Oscars: Czech Republic Selects 'Lost in Munich' for Foreign-Language Category
Petr Zelenka's absurdist black comedy features a 90-year-old talking parrot that spouts racist slogans.
The Czech Film and Television Academy has submitted Petr Zelenka's Lost in Munich for consideration in the race for the best foreign-language film Oscar.
A farce that combines serious commentary on major issues in Czech history — the title is a reference to the Munich Agreement of 1938, in which Britain and France allowed Nazi Germany to carve up Czechoslovakia — with Zelenka's characteristic humor, the film features a 90-year-old talking parrot that spouts racist slogans and ruffles diplomatic feathers.
What begins as the story of Sir P, a nonagenarian parrot that once belonged to French prime minister Edouard Daladier, which is brought back to Prague as a living relic of the time of the Munich Agreement, shifts into mockumentary mode when Pavel, a desperate journalist suffering from a mid-life crisis, steals the bird and sparks a major diplomatic crisis.
Dubbed "a witty flight of fancy with a deceptively serious heart" in The Hollywood Reporter's review, the film won two top national awards for best screenplay and best editing and also is part of the European Film Awards selection for 2016.

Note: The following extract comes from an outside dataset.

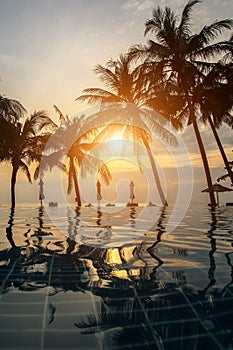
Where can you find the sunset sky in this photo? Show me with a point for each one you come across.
(49, 48)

Produced by Prague's Lucky Man Films, which also is handling world sales, Lost in Munich stars Martin Mysicka as the hapless Pavel.
The Czechs last won an Oscar in 1996 for Jan Sverak's Kolya and have twice made it into the final five in the foreign-language category.
Zelenka's film The Karamazovs was the national submission in the foreign-language category in 2008.